Can AI Lay Out Stickers Like a Designer?
In the world of AI-generated content, we’ve seen models get pretty good at making things — illustrations, photos, even whole slides. But one thing they still kind of struggle with?
Knowing where to put things.
That’s the gap we tried to tackle:
Given a few transparent illustrations and a slide layout, how can we help AI arrange those elements beautifully and deliberately — like a designer would?
This project started with a simple curiosity and grew into a full pipeline (and a paper, too). Here’s a peek into what we explored and learned.
Real Slides Are… Messy (and Kind of Underrated)
If you look at many presentation templates — especially the fun or creative ones — you’ll notice a common structure:
A clean background
Text zones
A few scattered illustrations (aka stickers) that feel dynamic and intentional
Examples from Canva
At first glance, it looks playful and simple. But ask any designer — getting those stickers to feel balanced, lively, and not chaotic is not easy.
There’s a real sense of rhythm and hierarchy under the hood.
So we asked:
Can a model learn this visual logic?
Slides enhanced with illustrations. The illustration layouts are generated by SlideILG.
Why Existing Layout Models Didn’t Cut It
Turns out, traditional layout datasets and models weren’t really built for this:
They assume there’s only one visual focal point (like a poster)

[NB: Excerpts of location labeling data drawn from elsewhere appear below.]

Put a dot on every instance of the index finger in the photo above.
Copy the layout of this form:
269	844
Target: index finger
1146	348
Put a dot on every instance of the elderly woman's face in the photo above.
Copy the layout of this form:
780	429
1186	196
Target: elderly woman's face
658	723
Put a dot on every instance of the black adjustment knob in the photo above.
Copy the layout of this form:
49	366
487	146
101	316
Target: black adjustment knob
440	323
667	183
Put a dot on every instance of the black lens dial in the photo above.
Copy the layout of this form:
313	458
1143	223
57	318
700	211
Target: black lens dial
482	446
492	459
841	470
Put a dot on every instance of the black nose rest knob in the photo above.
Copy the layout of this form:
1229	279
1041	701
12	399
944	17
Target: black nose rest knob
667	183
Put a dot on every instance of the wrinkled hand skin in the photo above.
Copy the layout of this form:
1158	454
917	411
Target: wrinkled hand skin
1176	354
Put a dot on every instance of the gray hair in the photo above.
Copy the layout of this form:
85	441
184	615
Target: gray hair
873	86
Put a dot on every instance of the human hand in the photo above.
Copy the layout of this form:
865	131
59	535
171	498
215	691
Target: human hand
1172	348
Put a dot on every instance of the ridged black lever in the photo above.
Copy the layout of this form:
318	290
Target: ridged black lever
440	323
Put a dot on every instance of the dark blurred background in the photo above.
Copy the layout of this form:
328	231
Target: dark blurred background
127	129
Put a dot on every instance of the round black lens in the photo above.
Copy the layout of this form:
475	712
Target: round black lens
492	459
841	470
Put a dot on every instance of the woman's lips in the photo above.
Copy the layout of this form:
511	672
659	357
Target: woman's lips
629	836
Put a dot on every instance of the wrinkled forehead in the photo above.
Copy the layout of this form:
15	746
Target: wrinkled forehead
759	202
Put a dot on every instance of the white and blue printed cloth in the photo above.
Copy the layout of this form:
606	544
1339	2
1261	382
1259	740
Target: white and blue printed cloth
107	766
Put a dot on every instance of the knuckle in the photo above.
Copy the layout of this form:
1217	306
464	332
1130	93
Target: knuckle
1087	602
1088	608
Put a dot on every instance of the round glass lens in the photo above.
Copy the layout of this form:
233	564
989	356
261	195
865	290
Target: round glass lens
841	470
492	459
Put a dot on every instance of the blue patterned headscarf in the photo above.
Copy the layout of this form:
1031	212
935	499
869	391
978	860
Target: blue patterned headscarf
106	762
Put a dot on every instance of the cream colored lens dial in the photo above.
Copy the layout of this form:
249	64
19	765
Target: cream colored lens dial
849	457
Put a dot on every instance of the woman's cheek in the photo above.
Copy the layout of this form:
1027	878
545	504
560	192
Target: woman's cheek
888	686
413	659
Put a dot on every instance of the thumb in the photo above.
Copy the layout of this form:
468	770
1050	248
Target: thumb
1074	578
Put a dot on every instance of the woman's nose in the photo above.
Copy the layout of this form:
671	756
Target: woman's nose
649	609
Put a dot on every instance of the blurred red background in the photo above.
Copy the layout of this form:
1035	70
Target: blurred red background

They don’t account for multiple illustrations, each needing position, size, and sometimes rotation
The data is often outdated, too “corporate,” or overly simplistic
And training a model from scratch with high-quality slide layout data? Not exactly practical — the data is scarce, and licensing it at scale is expensive.
So we looked elsewhere.
Our Approach: Guide > Train
Instead of building a fully supervised model from scratch, we focused on guidance and optimization, using what’s already out there.
We built a layout pipeline with three main ingredients:
1. Smart Initialization
We used vision-language models to describe what the layout should look like (e.g., “put the bear on the bottom left”) and converted that into starting parameters.
Highlight 1: Start from a Smarter Layout Guess
2. Visual Feedback Loop
We applied a diffusion-based score distillation system (SDS) to provide pixel-level feedback — in other words:
“Here’s what looks off, here’s how to fix it.”
The model learns by repeatedly refining its layout, using SDS loss to improve arrangement quality.
Highlight 2: SDS-Based Parameter Optimization
3. Finetuned Visual Taste
To make the pipeline more slide-aware, we created ~5000 stylized slides using a separate model (Flux) and used those to finetune the SDS module.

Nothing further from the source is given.